I actually do understand all of the above arguments and don't disagree with those who stand on them. But none of those reasons speak to me. But I think I know the one that does.

Michelle is not a young woman. Difficulties associated with pregnancy and childbirth do not decrease as one gets older. The last Duggar pregnancy was fraught with complications and resulted in the birth of a micro-preemie. Mom and baby both survived and are doing well, but it was touch-and-go for quite a while. Does this mean she doesn't have a right to have more kids? No. I had a preemie and a complicated pregnancy and chose to have another child . AFTER consulting with multiple health professionals. Do I know that Michelle hasn't gotten the go ahead from her doctor and been told there is a 0% chance that she will have another complicated pregnancy? No, I don't know that for sure. But I do know that I wouldn't bet the farm on the odds of that happening.

Now to the real issue for me...Michelle and her husband have both said publicly that they will have as many kids "as God sees fit" and that if she keeps getting pregnant, it is God's will.

Whoa. Whoa. Whoa. Back up the hockey-team-converted-to-Duggar-family-transport-vehicle bus. If God lets you get pregnant again it is his will to risk your own life and the life of a child and possibly leave your other 19 children motherless? Isn't that kind of like the people who choose not to treat their children for cancer because if it is God's will for them to live, they will live without medical intervention? I may have missed the boat, but it seems to me there was something in that there Bible about free will and choosing to go down one path or the other. Last time I checked, the ability or desire to do something didn't necessarily make it a slam dunk in the what-would-Jesus-do "right" game.

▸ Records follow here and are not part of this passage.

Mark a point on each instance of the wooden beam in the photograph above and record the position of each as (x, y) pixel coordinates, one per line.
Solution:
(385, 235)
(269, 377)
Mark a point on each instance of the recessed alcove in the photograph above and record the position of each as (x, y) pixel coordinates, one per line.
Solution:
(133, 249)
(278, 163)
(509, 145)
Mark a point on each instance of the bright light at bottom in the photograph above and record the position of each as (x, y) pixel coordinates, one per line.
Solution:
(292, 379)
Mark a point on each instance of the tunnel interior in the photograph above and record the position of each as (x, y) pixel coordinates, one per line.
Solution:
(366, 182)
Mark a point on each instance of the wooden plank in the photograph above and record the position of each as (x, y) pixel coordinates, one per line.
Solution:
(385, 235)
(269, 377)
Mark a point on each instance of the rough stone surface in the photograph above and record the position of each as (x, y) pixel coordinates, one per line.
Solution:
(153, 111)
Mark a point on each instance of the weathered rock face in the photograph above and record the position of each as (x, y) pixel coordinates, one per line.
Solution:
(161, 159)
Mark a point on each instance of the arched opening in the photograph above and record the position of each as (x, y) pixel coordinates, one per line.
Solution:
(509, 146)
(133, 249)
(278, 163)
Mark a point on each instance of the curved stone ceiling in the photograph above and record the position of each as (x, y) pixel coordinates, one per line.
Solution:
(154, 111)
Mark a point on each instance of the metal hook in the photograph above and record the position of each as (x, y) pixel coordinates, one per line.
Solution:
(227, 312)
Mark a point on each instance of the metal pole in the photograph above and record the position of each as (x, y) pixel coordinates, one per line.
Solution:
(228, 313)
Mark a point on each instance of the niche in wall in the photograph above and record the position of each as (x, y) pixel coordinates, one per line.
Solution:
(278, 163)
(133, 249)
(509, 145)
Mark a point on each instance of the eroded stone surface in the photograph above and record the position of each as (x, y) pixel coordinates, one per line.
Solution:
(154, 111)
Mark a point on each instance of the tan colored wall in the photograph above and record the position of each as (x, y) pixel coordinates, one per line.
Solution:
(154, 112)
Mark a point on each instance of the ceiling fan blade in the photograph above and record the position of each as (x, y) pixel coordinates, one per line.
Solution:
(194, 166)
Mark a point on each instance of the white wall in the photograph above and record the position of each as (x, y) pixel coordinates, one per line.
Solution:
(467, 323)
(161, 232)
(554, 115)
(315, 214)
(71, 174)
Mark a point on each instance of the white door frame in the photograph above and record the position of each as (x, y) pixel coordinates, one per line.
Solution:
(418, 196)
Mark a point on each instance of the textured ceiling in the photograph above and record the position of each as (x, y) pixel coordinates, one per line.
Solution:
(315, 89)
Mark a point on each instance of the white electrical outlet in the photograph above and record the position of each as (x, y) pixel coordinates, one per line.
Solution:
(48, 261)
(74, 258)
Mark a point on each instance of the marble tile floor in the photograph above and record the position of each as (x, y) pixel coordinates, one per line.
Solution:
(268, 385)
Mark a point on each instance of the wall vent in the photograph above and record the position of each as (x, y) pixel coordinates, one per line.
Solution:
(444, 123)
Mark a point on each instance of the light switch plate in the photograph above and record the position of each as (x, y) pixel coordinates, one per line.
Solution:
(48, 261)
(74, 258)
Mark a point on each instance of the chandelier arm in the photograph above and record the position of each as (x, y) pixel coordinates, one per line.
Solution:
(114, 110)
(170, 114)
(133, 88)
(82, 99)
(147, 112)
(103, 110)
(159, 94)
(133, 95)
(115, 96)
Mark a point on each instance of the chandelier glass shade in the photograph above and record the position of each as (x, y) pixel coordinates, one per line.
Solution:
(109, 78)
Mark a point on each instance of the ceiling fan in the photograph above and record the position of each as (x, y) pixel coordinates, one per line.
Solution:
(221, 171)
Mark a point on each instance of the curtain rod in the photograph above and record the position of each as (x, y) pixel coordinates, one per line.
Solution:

So is it God's will for the Duggars to have 20 kids? Maybe. I missed the memo directly from God on that subject evidently. But the memo I did see (in the form of the most printed book of all time) is that as humans we are given free will and are indeed fallible. We don't always choose the right path, even when we think we are doing God's will. We are sinful. We are broken. We are selfish.

I can't help but wonder if maybe Michelle and Jim Bob aren't just a little swayed by what THEY desire rather than determining what it is that GOD desires. Do I have any clue (much less hard evidence) what it is that God desires for the Duggars as far as their family size goes? Ummmmm, no. But I am pretty sure no one else does either. Maybe they are just a little bit selfish - kind of like the rest of us mere mortals. And doesn't that leave open the possibility that they are making ill-informed decisions and then justifying them in a way that is hard to argue with (i.e. God's will) since no one knows that for sure?

Of course I don't know any of this for sure. But, as always, I have an opinion. That I am definitely not afraid to share. After all, if I can share it, it must be God's will that I blog about it all I want to, right? Argue with that one, people.